Two Wrong Approaches to the Humanity of Christ [Just Some Thoughts…]

Crossed GenealogiesAs I make my way through the Gospel of Matthew, I am picking up Matthew’s growing emphasis on the ethnically diverse nature of the people of God. The anti-ethnocentrism of this Gospel is so clear that it is simply baffling that anyone would think their being of Jewish descent holds any salvific or sanctification related significance. Christ is a man who was born as a Jew, yes. He was born to Jewish parents and lived in a Jewish culture and spoke Aramaic and visited the Synagogue and the Temple, yes. Nevertheless, it is unbiblical to think that one is closer to God by virtue of his or her lineage or external conformity to Jewish culture & cultural customs.

Equally wrong, however, is the idea that because Christ has a traceable lineage, that he is a real man, in other words, that this somehow counts against his role as Mediator between God and man, his role as Savior and King of kings, Lord of lords. Let’s look at this in some more detail.

The First Wrong Approach to Christ’s Humanity

In Matthew 1, the Holy Spirit teaches us that Jesus “will save his people from their sins.” (1:21b) In Matthew 3:7b-10, John the Baptist rebukes the Pharisees and Sadducees with these words:

…“You brood of vipers! Who warned you to flee from the wrath to come? Bear fruit in keeping with repentance. And do not presume to say to yourselves, ‘We have Abraham as our father,’ for I tell you, God is able from these stones to raise up children for Abraham. Even now the axe is laid to the root of the trees. Every tree therefore that does not bear good fruit is cut down and thrown into the fire.”

This poses a problem for those who wish to maintain the idea that the Jewish people are the chosen people of God. Why? Because Jesus will save his people and “his people” only partially consists of the genetic offspring of Abraham, as John the Baptist’s words make very clear. In Matthew 4, therefore, where we encounter Christ walking along the sea of Galilee and preaching, shining the light of his gospel in “Galilee of the Gentiles” (4:12-17), the fullness of the phrase “his people” begins to further be revealed by the Holy Spirit. Christ’s people are of the lineage of Abraham, but there are others who are raised up from stones, Gentiles who have no immediate blood relation to Abraham’s family. Thus, God’s people, the people of Christ for whom Christ died, are not Jewish only but Gentile as well.

This means that inclusion in God’s family is not based on one’s proximity to or distance from Jesus’ humanity, genetically speaking. Hence, in Matthew 12:46-50 Jesus identifies anyone who believes the Gospel as a member of his family.
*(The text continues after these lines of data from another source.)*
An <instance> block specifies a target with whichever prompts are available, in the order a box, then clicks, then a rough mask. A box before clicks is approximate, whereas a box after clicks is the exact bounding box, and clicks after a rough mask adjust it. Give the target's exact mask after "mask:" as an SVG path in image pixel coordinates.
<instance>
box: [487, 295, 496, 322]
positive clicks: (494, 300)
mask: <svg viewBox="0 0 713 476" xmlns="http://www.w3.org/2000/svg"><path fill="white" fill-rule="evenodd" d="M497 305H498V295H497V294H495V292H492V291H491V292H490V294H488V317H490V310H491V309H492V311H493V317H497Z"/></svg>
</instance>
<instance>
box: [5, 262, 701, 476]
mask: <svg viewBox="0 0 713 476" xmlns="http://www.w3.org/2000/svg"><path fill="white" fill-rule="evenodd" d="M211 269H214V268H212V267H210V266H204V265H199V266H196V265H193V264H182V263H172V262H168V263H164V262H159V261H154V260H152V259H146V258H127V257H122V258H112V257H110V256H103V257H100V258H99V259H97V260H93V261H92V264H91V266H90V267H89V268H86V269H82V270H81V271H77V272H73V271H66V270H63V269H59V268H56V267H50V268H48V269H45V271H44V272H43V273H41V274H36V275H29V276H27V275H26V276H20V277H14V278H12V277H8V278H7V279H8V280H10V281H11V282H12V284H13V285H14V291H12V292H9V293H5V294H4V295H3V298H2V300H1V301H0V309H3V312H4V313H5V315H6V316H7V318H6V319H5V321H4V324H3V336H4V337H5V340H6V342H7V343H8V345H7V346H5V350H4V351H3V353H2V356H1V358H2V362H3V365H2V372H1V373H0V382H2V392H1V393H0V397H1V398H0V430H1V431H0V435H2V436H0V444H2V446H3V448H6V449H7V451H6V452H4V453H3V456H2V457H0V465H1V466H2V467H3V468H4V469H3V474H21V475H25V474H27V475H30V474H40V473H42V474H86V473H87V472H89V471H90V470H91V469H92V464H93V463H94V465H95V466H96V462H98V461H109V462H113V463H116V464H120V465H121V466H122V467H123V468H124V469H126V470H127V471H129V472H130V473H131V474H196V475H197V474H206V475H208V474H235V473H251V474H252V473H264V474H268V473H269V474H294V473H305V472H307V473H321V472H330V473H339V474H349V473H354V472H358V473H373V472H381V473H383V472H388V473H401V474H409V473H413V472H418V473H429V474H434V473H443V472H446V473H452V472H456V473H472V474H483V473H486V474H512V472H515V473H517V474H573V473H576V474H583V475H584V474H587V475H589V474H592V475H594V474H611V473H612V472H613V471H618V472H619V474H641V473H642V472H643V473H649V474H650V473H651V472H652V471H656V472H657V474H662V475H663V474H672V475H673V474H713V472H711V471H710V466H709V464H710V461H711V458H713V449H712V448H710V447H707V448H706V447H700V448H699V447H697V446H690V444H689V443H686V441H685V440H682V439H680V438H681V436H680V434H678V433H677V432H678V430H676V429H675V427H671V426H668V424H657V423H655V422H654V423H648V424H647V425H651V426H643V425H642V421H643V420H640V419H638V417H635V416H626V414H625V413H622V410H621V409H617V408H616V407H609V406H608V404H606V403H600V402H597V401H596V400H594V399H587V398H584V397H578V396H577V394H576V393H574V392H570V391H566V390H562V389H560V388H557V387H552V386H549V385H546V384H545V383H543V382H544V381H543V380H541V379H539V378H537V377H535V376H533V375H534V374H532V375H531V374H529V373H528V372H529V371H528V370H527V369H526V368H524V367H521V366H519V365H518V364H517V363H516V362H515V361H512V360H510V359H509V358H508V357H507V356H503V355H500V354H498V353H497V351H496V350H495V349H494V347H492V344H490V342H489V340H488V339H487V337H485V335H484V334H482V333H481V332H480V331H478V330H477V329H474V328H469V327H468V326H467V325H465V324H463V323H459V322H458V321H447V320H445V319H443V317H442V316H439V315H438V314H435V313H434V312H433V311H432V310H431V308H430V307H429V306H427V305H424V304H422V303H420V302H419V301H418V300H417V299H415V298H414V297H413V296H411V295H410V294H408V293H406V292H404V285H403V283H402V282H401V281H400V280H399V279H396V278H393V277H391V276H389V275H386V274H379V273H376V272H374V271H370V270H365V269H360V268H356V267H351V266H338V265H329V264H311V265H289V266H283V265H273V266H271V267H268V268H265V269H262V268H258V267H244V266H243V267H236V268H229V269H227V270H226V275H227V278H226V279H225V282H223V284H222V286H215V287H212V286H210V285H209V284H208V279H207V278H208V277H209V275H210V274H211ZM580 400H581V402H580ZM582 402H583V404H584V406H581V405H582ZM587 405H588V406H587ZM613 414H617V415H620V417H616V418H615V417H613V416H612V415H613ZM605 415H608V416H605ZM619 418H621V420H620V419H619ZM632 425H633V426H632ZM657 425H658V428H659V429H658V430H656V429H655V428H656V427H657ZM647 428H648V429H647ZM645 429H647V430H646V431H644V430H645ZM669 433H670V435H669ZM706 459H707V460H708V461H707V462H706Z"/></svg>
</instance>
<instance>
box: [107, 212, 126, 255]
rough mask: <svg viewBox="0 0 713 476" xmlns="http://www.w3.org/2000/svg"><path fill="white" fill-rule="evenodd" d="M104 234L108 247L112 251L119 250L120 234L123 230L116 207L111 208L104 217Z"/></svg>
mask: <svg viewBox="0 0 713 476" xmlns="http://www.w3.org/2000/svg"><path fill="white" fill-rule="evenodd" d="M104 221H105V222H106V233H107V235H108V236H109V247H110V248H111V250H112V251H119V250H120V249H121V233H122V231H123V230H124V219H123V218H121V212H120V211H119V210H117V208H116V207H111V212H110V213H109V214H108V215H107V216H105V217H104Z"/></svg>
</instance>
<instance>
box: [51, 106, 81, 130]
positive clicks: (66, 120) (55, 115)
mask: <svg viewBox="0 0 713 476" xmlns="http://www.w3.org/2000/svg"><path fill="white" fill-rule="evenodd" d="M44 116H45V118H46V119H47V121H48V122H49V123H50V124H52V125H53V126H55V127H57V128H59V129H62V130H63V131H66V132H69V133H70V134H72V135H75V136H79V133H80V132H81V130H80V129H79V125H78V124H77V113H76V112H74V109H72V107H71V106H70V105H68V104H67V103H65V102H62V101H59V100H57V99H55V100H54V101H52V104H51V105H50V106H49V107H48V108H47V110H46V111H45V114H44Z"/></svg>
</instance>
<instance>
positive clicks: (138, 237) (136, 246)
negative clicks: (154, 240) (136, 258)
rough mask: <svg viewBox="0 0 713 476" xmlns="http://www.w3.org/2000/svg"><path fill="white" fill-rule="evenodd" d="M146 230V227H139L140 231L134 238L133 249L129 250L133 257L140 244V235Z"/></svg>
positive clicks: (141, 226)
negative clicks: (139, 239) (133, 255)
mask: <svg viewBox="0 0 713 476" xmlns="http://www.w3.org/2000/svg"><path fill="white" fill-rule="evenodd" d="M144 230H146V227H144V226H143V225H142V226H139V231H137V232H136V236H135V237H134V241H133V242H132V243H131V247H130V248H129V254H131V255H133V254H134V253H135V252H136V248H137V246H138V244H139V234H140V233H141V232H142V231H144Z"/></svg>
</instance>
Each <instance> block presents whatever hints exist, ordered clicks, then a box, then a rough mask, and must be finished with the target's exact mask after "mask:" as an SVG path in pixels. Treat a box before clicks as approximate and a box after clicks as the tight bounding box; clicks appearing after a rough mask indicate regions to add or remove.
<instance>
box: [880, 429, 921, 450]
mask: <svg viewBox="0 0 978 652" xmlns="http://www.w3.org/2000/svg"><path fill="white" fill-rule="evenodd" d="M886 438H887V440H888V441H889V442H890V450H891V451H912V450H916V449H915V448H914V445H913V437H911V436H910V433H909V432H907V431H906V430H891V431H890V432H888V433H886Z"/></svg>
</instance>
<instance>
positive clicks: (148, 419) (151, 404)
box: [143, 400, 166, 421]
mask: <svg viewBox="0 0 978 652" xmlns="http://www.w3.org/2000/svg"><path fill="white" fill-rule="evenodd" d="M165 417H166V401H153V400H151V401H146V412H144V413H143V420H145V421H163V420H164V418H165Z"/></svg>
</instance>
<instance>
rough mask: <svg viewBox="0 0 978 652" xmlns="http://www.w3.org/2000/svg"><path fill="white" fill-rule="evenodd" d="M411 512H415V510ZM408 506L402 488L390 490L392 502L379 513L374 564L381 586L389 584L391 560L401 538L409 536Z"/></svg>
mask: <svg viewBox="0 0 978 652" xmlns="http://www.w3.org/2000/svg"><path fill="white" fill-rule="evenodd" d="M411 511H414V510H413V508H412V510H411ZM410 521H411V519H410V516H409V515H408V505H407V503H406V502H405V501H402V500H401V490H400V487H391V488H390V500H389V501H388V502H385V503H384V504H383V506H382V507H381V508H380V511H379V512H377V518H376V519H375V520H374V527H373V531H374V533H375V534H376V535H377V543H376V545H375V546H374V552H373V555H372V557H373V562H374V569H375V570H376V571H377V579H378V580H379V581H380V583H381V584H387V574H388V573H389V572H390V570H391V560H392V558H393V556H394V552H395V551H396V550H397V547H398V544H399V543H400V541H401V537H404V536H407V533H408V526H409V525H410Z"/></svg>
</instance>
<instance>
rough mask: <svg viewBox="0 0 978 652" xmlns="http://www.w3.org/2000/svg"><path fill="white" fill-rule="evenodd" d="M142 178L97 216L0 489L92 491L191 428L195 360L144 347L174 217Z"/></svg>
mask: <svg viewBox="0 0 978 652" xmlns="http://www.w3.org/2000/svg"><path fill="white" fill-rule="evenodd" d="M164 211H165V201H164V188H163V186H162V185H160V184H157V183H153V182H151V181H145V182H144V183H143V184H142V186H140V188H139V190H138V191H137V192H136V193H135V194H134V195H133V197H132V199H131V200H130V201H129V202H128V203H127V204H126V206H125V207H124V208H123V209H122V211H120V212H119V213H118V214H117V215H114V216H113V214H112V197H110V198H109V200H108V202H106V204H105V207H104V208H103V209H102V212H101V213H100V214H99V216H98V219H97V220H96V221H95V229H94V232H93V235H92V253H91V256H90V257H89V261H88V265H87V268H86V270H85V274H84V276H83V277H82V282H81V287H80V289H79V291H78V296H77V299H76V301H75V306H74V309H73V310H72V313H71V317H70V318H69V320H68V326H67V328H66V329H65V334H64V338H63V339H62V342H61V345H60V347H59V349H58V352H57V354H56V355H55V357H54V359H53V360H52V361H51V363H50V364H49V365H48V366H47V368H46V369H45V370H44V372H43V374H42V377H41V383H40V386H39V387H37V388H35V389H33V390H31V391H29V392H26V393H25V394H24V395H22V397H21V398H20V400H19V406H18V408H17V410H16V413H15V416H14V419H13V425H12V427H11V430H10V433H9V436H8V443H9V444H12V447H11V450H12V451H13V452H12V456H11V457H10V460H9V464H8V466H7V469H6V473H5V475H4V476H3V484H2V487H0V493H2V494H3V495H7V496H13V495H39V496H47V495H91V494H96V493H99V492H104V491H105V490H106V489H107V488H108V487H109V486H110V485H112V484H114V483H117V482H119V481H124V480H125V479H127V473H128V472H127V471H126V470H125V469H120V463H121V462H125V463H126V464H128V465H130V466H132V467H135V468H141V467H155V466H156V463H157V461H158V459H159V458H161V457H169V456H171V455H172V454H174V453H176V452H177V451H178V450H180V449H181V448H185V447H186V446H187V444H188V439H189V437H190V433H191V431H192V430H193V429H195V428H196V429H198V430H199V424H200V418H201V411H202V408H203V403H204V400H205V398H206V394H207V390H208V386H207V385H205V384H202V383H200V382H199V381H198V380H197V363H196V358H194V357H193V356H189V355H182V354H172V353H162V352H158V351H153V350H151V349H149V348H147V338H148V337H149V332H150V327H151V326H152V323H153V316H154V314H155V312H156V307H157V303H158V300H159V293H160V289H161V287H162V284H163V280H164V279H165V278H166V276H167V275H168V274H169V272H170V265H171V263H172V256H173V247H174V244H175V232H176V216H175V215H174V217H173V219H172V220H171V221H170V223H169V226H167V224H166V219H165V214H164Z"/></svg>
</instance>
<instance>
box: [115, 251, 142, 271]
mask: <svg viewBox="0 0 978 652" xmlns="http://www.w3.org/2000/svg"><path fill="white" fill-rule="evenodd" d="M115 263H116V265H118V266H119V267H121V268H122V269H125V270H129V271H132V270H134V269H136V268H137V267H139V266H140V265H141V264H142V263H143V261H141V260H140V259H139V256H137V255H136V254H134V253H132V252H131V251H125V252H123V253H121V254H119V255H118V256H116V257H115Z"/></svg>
Contrary to the dogmas surrounding Mary’s role as Mediatrix, Jesus demonstrates that his own flesh and blood family do not have special access to him simply by virtue of their physical relation. Those who believe that they are closer to Jesus because they are Jewish are, well, entirely wrong. And those who believe that Mary is closer to Jesus by virtue of her blood relation to Jesus are also entirely wrong

The Second Wrong Approach to Christ’s Humanity

The rejection of Christ because he is a man, moreover, is equally wrong. In Matthew 13:53-58 we are told that the people of Jesus’ hometown “were amazed” at his wisdom and yet “took offense at him” because they knew that he was “the carpenter’s son,” “the son of Mary,” the eldest brother of “James and Joseph and Simon and Judah…And…his sisters.” Whereas the people in Matthew 12 think that Jesus’ humanity implies that those, therefore, who are genetically related to him somehow have spiritual benefits, the people in Jesus’ hometown believe that the fact of Jesus’ humanity is adequate justification for their unbelief.


It is wrong to believe that the salvific and sanctification-relation benefits of the Gospel may be obtained or amplified through one’s lineage (i.e. being Jewish) or connection to those in Jesus’ immediate lineage (i.e. Mary). It is also wrong to believe that the fact of Jesus’ humanity renders dubious his capacity to save and sanctify, rule and reign, resurrect and cast into hell.